Kathy Sheridan: Trolley crisis has to be kept in perspective

Some once-notorious hospitals have battered the problem into some degree of submission

Last year, my nominated watchword was “nuance”. It failed to take off, spectacularly. Sweeping statements, generalities and outright lies won the public discourse by a mile. This year, optimistically, I’m going with “perspective”.

So what is the perspective on the annual emergency department crisis? Having blearily ingested acres of coverage from the perspective of bed and a hacking cold, like much of the population, I saw only distress and despair.

But if the entire system is in meltdown, why does it take such a terrible toll on some hospitals but not others? Why was the Minister contradicted immediately upon asserting that flu was the problem ? If physical resources are the ongoing problem, why does the crisis blow up for no more than a few weeks every year? Why does the crisis happen at exactly the same time every year? Have there been absolutely no improvements at all?

There was a time when drunks got all the blame for emergency department anarchy. Or youths rambling in with football injuries. Or elderly people refusing to budge from the bed. This year, it seems to be all about GPs, overburdened by (feeless) under-6s or squandering the taxpayers’ investment on Australian beaches. Or perhaps it’s the flu and the startling fact that less than a third of healthcare workers get the vaccine. Or if it’s not flu now, it certainly will be in a few weeks’ time, apparently. By which time, we are warned, a big swathe of the health service will be out on strike. So many vested interests.

READ MORE

Legitimate question

A senior official quoted anonymously in this paper asked “how come the ‘crisis’ never hits on December 28th, 29th , 30th?” Or indeed on Christmas Eve, when, according to HSE figures, there were only eight patients on trolleys throughout the country. Those damned winter bugs know nothing about holidays, so the official asks a legitimate question, though lacking the courage to say precisely and out loud what he/she means by it.

Individual experience counts for little if an entire system is slowly collapsing over decades, but up to a year ago, it’s safe to say that members of this household would have chosen a quick death over a trip to any emergency department.

Then there was an unavoidable visit a year ago, on December 29th as it happens. En route to the Mater Hospital in the early morning, the thought of wading through a heaving ED intensified the gathering sense of doom.

Then we thought we were in the wrong place. There were just two people awaiting attention; a third was prostrate on a bench, sleeping off a big night out. Within 20 minutes, our patient was in a bed in the assessment unit, receiving first-class care.

Another emergency dash in November landed us in an emergency department we had been actively avoiding for years. It was on a Sunday at dawn so we had little choice and Beaumont Hospital had become our treatment centre and its ED the only route back in (a fact not fully understood by many who believe that insurance somehow enables patients to skip past the queues). That morning, there were all of three people waiting, plus a burping drunk.

Immediate care

Again, the attention, professionalism and care were immediate and sustained and our patient was in a bed in the assessment unit in minutes.
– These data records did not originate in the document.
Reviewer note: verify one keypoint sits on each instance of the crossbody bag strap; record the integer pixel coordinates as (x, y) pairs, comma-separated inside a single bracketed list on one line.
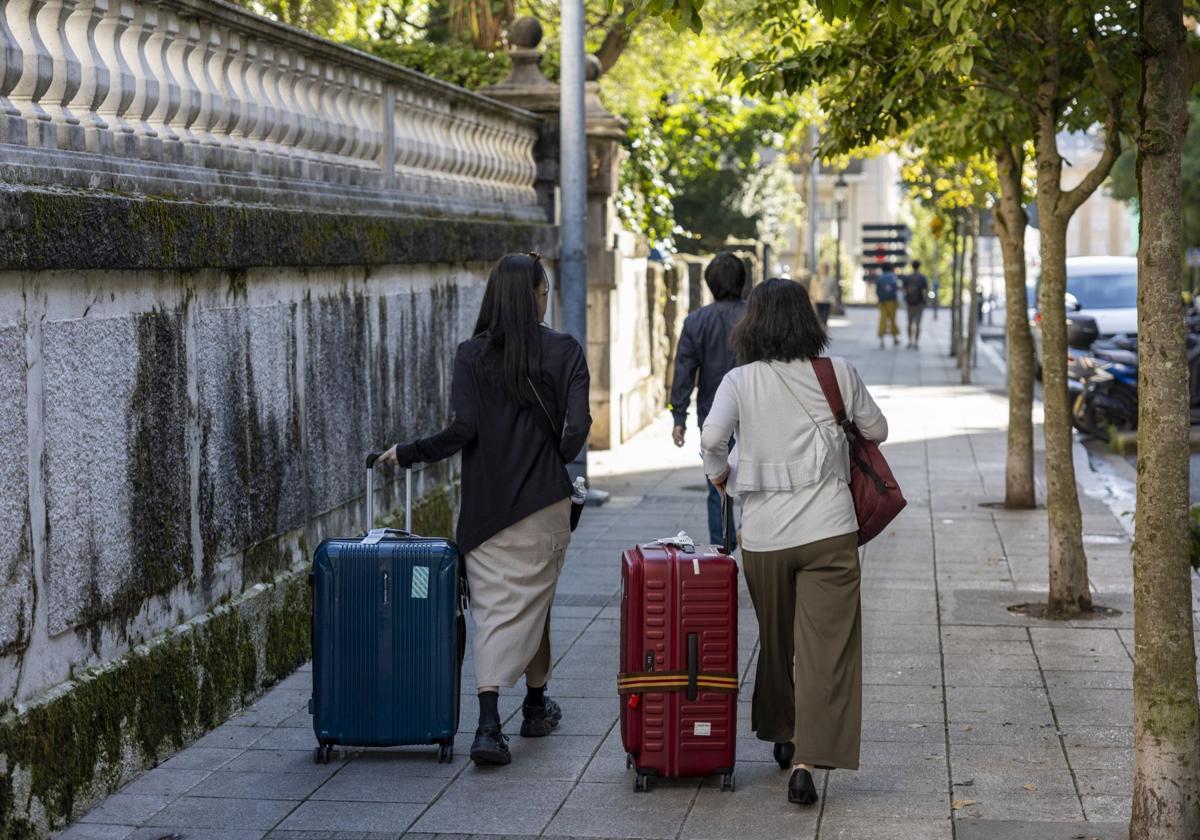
[(551, 432), (828, 381)]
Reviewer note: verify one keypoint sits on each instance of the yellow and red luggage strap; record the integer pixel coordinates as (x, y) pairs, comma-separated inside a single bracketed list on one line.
[(639, 682)]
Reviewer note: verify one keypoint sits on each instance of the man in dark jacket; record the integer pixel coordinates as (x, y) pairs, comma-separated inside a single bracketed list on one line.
[(706, 354)]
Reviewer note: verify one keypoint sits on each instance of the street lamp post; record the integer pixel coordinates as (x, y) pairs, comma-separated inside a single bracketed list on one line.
[(839, 191)]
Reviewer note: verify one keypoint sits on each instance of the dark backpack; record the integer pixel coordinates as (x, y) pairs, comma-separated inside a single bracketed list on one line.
[(916, 288)]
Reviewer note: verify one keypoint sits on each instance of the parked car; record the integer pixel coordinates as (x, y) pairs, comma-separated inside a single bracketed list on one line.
[(1103, 288)]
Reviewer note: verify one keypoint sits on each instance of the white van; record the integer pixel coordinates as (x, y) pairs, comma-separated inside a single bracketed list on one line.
[(1104, 288)]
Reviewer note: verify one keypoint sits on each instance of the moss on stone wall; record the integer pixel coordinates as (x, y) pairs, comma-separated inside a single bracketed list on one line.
[(108, 229), (83, 743)]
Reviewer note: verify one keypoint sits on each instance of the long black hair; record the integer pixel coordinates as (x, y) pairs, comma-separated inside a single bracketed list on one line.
[(779, 325), (508, 318)]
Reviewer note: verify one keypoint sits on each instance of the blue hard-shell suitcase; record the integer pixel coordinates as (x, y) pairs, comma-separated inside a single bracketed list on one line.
[(388, 639)]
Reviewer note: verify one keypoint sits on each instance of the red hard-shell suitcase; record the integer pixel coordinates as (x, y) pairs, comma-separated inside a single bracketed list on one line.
[(678, 678)]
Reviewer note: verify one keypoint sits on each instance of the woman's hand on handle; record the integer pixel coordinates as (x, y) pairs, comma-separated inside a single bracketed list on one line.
[(720, 481)]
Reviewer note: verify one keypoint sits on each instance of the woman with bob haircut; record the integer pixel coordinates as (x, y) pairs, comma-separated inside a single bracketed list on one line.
[(799, 535), (520, 399)]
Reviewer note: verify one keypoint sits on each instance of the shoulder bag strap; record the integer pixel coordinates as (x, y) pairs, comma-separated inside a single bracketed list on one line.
[(823, 367), (551, 432)]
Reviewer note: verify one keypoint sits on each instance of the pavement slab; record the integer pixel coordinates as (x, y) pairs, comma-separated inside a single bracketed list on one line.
[(979, 724)]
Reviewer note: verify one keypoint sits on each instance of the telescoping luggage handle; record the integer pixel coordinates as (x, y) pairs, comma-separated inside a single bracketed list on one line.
[(377, 534)]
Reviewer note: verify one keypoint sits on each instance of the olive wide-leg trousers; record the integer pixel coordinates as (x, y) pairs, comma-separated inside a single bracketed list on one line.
[(809, 615)]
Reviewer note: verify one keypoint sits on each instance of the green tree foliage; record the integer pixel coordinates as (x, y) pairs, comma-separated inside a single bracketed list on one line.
[(1123, 180)]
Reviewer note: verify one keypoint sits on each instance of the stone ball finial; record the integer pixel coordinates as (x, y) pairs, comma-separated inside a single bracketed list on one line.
[(526, 33)]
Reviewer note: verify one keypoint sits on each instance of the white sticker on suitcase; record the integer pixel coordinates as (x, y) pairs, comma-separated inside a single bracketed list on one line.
[(420, 582)]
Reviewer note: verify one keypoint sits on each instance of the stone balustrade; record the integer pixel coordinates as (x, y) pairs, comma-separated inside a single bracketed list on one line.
[(199, 99)]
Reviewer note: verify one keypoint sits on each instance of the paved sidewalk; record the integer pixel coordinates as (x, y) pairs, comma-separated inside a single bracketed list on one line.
[(977, 723)]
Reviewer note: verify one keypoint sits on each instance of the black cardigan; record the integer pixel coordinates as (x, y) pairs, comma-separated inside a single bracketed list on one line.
[(509, 465)]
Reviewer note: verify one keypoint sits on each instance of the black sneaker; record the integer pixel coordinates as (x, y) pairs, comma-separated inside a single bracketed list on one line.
[(491, 747), (539, 720)]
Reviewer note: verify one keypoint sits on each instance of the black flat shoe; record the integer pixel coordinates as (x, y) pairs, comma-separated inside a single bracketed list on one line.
[(491, 747), (784, 754), (801, 790), (539, 720)]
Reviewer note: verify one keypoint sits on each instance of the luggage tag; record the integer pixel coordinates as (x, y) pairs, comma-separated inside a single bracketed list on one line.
[(684, 544)]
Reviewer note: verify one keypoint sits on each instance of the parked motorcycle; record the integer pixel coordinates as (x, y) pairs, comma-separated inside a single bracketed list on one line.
[(1103, 378)]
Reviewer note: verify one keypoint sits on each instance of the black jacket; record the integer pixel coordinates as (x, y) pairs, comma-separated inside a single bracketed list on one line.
[(510, 467), (703, 347)]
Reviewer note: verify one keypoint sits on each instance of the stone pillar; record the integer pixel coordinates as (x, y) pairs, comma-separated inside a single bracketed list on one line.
[(529, 89), (611, 306)]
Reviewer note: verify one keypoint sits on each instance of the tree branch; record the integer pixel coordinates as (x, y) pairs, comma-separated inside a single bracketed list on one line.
[(616, 39), (1110, 88)]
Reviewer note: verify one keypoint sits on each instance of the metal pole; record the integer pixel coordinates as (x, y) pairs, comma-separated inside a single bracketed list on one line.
[(573, 168), (814, 138), (837, 259), (573, 263)]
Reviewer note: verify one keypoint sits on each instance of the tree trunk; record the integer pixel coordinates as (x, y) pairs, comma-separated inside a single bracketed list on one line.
[(955, 289), (1167, 736), (1009, 223), (1068, 563), (972, 325)]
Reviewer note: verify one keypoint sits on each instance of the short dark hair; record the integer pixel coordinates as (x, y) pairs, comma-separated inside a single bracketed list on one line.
[(779, 325), (726, 276)]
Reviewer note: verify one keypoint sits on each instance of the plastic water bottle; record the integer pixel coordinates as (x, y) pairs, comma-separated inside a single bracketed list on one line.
[(580, 492)]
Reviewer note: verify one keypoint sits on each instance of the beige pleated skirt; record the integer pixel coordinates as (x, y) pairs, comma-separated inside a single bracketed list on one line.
[(513, 577)]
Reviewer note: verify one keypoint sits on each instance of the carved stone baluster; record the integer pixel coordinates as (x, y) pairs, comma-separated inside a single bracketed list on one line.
[(267, 82), (181, 57), (288, 114), (199, 65), (94, 79), (65, 81), (373, 109), (318, 130), (166, 111), (351, 99), (226, 107), (339, 114), (297, 88), (405, 141), (145, 82), (37, 69), (243, 79), (492, 160), (120, 89), (12, 127), (227, 76)]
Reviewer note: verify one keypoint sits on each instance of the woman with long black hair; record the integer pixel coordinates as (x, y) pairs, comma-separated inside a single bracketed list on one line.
[(520, 400)]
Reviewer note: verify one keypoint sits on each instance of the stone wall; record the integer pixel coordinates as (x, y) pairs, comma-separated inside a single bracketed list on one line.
[(233, 259)]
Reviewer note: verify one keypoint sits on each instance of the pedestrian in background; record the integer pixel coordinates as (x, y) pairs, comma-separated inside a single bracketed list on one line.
[(887, 288), (916, 295), (799, 533), (705, 357), (822, 292), (520, 397)]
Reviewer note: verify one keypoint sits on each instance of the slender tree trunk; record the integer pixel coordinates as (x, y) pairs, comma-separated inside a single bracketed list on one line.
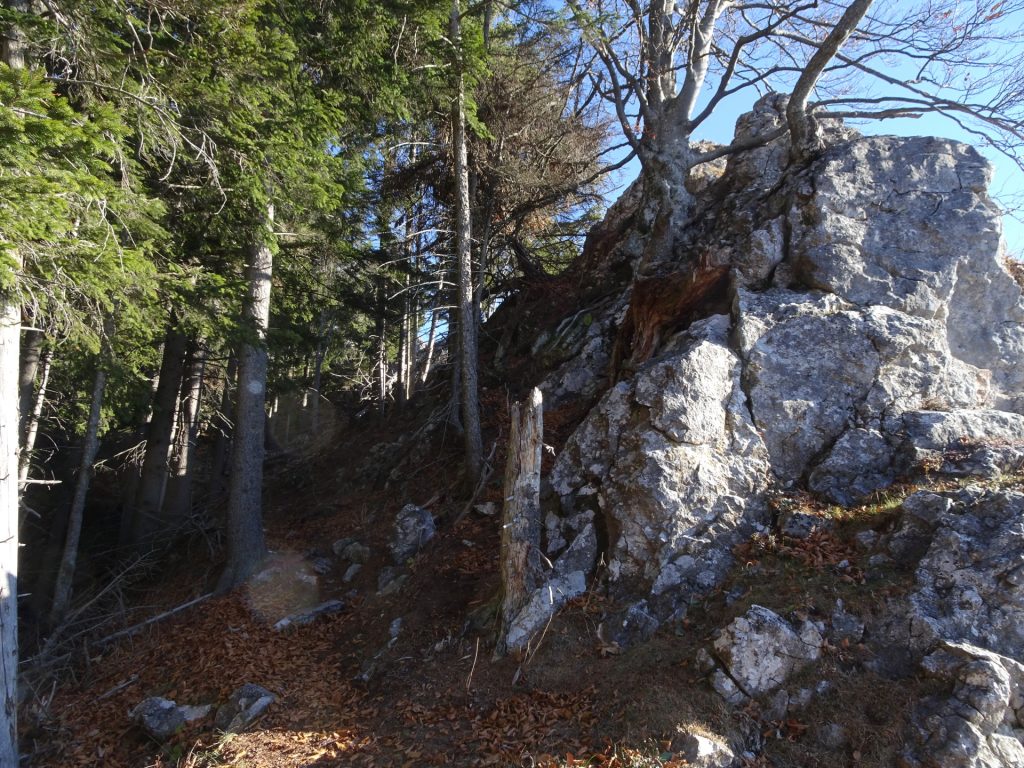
[(403, 348), (222, 448), (246, 543), (521, 517), (90, 446), (12, 53), (177, 504), (323, 343), (10, 329), (467, 321), (802, 136), (381, 330), (428, 357), (147, 524), (32, 346), (36, 415)]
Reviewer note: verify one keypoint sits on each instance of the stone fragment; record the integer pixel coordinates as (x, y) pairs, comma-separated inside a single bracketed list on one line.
[(544, 603), (245, 705), (414, 526), (322, 565), (701, 752), (390, 581), (162, 718), (977, 724), (961, 592), (308, 616), (845, 626), (761, 650)]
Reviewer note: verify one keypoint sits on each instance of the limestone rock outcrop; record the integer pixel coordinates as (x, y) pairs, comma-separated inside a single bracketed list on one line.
[(869, 330)]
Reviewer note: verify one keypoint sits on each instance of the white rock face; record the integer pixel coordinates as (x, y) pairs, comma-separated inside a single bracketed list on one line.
[(969, 583), (672, 460), (872, 329)]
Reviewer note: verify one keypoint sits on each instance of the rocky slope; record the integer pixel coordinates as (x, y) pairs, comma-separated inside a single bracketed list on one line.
[(868, 331)]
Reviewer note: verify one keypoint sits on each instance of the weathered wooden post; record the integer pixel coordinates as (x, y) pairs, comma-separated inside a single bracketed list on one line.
[(521, 516)]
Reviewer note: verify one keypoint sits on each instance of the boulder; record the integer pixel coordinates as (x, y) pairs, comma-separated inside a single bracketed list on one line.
[(979, 723), (414, 526), (967, 584), (672, 462), (760, 650), (868, 325)]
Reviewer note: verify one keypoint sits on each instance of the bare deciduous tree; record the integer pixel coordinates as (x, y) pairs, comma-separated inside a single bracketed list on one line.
[(667, 66)]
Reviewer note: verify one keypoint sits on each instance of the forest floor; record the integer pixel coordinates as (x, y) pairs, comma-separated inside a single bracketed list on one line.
[(348, 696)]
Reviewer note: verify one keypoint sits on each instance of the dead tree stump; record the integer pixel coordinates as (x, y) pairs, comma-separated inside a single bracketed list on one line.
[(521, 516)]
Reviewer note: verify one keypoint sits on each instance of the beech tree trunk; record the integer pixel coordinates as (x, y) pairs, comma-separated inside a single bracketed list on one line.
[(10, 330), (222, 448), (145, 520), (12, 53), (521, 516), (246, 542), (90, 446), (177, 504), (428, 357), (467, 321), (35, 416)]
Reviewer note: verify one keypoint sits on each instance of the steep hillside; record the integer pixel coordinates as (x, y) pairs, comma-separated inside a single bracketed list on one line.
[(781, 509)]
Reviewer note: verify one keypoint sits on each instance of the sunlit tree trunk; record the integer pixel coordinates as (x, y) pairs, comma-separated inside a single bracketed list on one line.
[(12, 53), (246, 542), (177, 503), (468, 388), (90, 446), (35, 416)]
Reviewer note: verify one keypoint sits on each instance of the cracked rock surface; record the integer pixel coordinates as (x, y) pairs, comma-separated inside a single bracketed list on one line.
[(760, 650), (869, 330)]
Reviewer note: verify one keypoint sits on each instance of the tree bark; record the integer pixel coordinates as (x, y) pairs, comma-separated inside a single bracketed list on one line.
[(802, 138), (467, 322), (381, 331), (32, 346), (12, 52), (428, 357), (246, 542), (32, 424), (521, 516), (145, 519), (90, 446), (177, 503)]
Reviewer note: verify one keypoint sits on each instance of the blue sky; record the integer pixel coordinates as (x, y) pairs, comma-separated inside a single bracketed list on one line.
[(1008, 182)]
As the day wore on and trolleys built up, he was moved to a side room, then to a ward in the main hospital, usually reserved for day patients if the name on it is any guide. Clearly, the hospital was under pressure. But from our perspective, ED Armageddon never materialised. By Sunday night, the big day ward – with about 20 beds – saw patients continue to come and go, calmly. That ward would be no one’s first choice for privacy, facilities or decor, but it did the job that night and for the rest of the week.

This is a side of the ED story that rarely makes it into the news. Some once-notorious centres have managed to batter the problem into some degree of submission. Beaumont – with a catchment area encompassing some of the largest concentrations of elderly people – had 54 patients on trolleys around this time last year, placing it top of the trolley leader board. Last Friday, at the height of the crisis, it was 22. Yes, 22 too many, but nothing like the scenes unfolding elsewhere.

Other important hospitals you will not have heard of in last week's crisis-watch include St James's – also located among high populations of elderly people and among the poorest communities – and Connolly in Blanchardstown.

Despite the senior official’s cynicism about crisis timing, this story encompasses countless acts of outstanding public service, not just by nurses and doctors, but also by many consultants and some much-derided hospital managers. This is perspective.

Next step: a great surge of leadership, courage and meaningful reform that honours both them and us.